The notion of firms simply pretending to care about climate change is by no means exclusive to the failure of NTZO, with there being a growing trend of greenwashing in ETF products. Unlike the case of NTZO, where an ecologically beneficial fund failed, the larger issue is that of ecologically dubious Green Funds succeeding. This relates to how lots of Europe’s most popular climate funds have done almost nothing to avoid carbon emissions when compared to benchmark indexes with no environmental focus. Given that ESG assets currently exceed $35tn according to Bloomberg Intelligence, one has to be concerned as to how many of these assets have a real and un-inflated impact on carbon footprint. Empirically speaking, this gulf in ecological results has been proven by InfluenceMap, who from a pool of major asset managers, found that less than half have created funds that achieve any measures of the Paris Agreement on climate change. 

Looking outside the Green ETF space, there is also a dangerous lack of asset managers integrating coal exclusion policies into their portfolio decisions. According to Reclaim Finance’s analysis of 9 of the largest global asset managers, less than 3% of their collective $13tn in passively managed investments have any coal exclusion policies. Such a lack of ecological concern is derived from the fact that asset managers tend to outsource decisions about the design of their indexing funds to third parties such as S&P Global and MSCI. Moreover, even though asset managers such as Vanguard participate in agreements such as the Net Zero Asset Managers Initiative, they duck accountability by devolving their commitments to the boards of polluting companies in their portfolio. This results in any improvements in reducing fossil fuel consumption taking longer than if they simply divested.

The Recipe for a Successful Green Fund

When looking at the NTZO and the ETF market as a whole, there seems to be multiple failures that prevent Green ETFs and indexed ETFs from achieving noteworthy emission reductions. Despite this, there is hope that with a high level of audit and portfolio maintenance, asset managers will be forced away from greenwashing characteristics. Inherently, in order to achieve maintenance, there has to be an uptake in more active approaches to fund management, where firms can confidently target exposure to carbon emissions. DWS’s ‘Invest ESG Climate Tech Fund’ shows this, as their moves to sell positions in Tesla whilst buying shares in turbine manufacturer Ebara Corp., actually reduced their carbon exposure. 

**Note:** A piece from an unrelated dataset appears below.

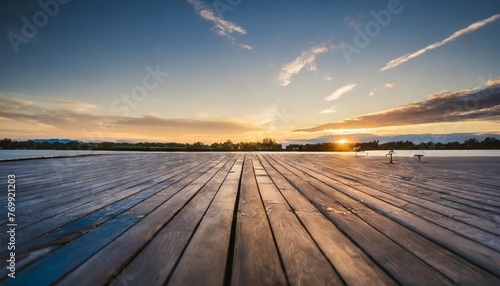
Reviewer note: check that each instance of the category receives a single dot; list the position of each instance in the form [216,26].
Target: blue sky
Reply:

Finally, when related back to NTZO, there has to be a greater confidence in corporate-cooperation funds, with firms being incentivised to plant the first seed investments. Inherently, this not only requires a mechanism that ensures a first-mover advantage, but a far more robust fund design that stimulates demand in the capital markets. Hopefully GISD Group’s next endeavour will deliver on the promises that made the NTZO an exciting, but flawed, ESG prospect.